Lessons from past accidents and near-misses, they say, are being written off.
Well the worst past accident has been Three Mile Island, which would be included in that zero risk bit. The lessons of TMI and other incidents have already been learnt and incorporated into the new, sophisticated Generation III+ designs.

Critics of nuclear power warn that the bullish environment could end with a
single accident.
That could be true, but only because those critics will exploit any accident to the full power of the propoganda machine.

They cite one of the most recent close calls, in 2002, when workers at the
Davis-Besse nuclear plant in Ohio found a football-size hole in the nuclear
reactor vessel head caused by a boric acid leak. If the hole had opened up, it
could've caused a meltdown.
A simple statement masks a huge complexity of implication. In order for their to be a meltdown if- that's if- the hole had opened up, all the emergency safety systems would have to fail as well. NIRS is washing over that little detail with a double coat of FUD.

But what if a meltdown had happened? That's the operator's problem, not the public's. The public is only to be concerned if they are threatened by it and before they would be threatened, the radioactive material would have to get past the infamous containment structure. It's a MacGuffin for a reason. It's all part of failsafe engineering.
At the time, 72 out of the nation's 113 licensed reactors were found to have
parts such as fasteners, valves and circuit breakers that did not conform to
their safety specifications. Some were provided by counterfeit suppliers that
later faced criminal charges.
And yet nothing happened. It is of course right for those who breach regulations to face the consequences, but the whole point about the NRC reforms is that those regulations are not necessarily boosting safety.

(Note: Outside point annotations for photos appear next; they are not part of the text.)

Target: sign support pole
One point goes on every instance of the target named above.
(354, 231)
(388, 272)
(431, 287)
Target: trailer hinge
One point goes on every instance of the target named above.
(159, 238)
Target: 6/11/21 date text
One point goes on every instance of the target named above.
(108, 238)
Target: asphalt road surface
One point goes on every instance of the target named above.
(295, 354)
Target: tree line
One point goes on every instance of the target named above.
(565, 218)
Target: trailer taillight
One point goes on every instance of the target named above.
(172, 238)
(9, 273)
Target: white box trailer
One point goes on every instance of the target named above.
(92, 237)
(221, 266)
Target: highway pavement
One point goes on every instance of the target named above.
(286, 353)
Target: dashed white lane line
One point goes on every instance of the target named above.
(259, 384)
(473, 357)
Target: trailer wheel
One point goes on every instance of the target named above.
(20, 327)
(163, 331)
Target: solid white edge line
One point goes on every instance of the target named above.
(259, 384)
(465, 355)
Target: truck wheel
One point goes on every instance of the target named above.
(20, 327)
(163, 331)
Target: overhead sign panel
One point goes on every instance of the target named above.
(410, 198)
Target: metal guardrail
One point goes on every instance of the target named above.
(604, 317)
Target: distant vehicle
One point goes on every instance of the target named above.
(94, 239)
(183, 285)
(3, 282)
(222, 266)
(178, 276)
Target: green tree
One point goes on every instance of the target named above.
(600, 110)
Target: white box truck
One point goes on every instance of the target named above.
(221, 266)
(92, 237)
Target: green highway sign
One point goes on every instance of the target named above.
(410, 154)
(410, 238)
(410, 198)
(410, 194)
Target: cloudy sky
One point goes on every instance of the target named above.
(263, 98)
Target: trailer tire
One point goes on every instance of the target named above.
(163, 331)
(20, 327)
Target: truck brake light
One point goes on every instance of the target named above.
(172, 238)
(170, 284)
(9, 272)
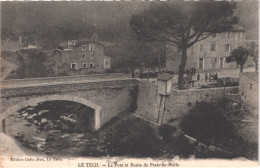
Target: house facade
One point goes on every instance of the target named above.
(248, 90)
(209, 53)
(81, 56)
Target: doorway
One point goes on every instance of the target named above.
(201, 63)
(221, 63)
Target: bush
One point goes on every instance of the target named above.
(166, 131)
(207, 123)
(133, 138)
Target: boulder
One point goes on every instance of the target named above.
(65, 136)
(68, 119)
(44, 120)
(43, 111)
(80, 135)
(30, 108)
(39, 139)
(31, 116)
(25, 114)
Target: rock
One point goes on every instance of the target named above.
(30, 117)
(54, 131)
(76, 140)
(30, 108)
(23, 111)
(25, 114)
(65, 136)
(70, 115)
(28, 125)
(39, 139)
(44, 120)
(80, 136)
(68, 119)
(43, 111)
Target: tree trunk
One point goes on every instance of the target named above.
(241, 68)
(160, 68)
(182, 68)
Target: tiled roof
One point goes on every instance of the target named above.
(165, 77)
(251, 75)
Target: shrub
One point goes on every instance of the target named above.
(133, 138)
(166, 131)
(207, 123)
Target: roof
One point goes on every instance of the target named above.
(237, 28)
(78, 43)
(251, 75)
(164, 77)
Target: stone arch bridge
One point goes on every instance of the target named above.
(107, 97)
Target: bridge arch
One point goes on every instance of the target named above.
(35, 101)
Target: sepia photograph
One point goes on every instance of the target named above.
(129, 83)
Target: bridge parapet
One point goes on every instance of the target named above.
(107, 97)
(34, 81)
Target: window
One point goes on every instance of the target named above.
(201, 47)
(91, 47)
(84, 48)
(228, 34)
(91, 65)
(213, 47)
(227, 48)
(250, 86)
(73, 66)
(91, 55)
(214, 62)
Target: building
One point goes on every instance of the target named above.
(248, 90)
(80, 57)
(208, 53)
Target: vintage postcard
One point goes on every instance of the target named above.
(125, 84)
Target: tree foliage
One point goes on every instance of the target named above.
(254, 52)
(31, 65)
(182, 24)
(239, 55)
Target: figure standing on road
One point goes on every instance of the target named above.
(198, 77)
(188, 72)
(194, 71)
(206, 77)
(133, 73)
(216, 77)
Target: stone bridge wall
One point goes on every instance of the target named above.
(114, 96)
(63, 79)
(153, 107)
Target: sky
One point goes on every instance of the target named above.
(42, 18)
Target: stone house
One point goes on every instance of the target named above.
(81, 56)
(209, 53)
(248, 90)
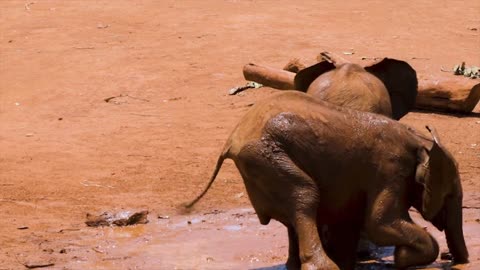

Coming soon to Freedom For Fission... Browns Ferry and Davis-Besse.

Wanted dead or alive!

The recent dash of British politicians into the Green abyss was bound to have differing consequences depending on the participent. For the LibDems, they come across as a cuddly protest party. For the Conservatives, it helps them among the soggy chattering classes but hinders them among those who want a government to deal with their more immediate concerns. For Labour, it's the most damaging since they are the ones in government.

Michael O'Leary of Ryanair is not impressed.
Ironically though, the party whose Green antics are the most damaging are in fact the party currently with the clear commitment to nuclear power.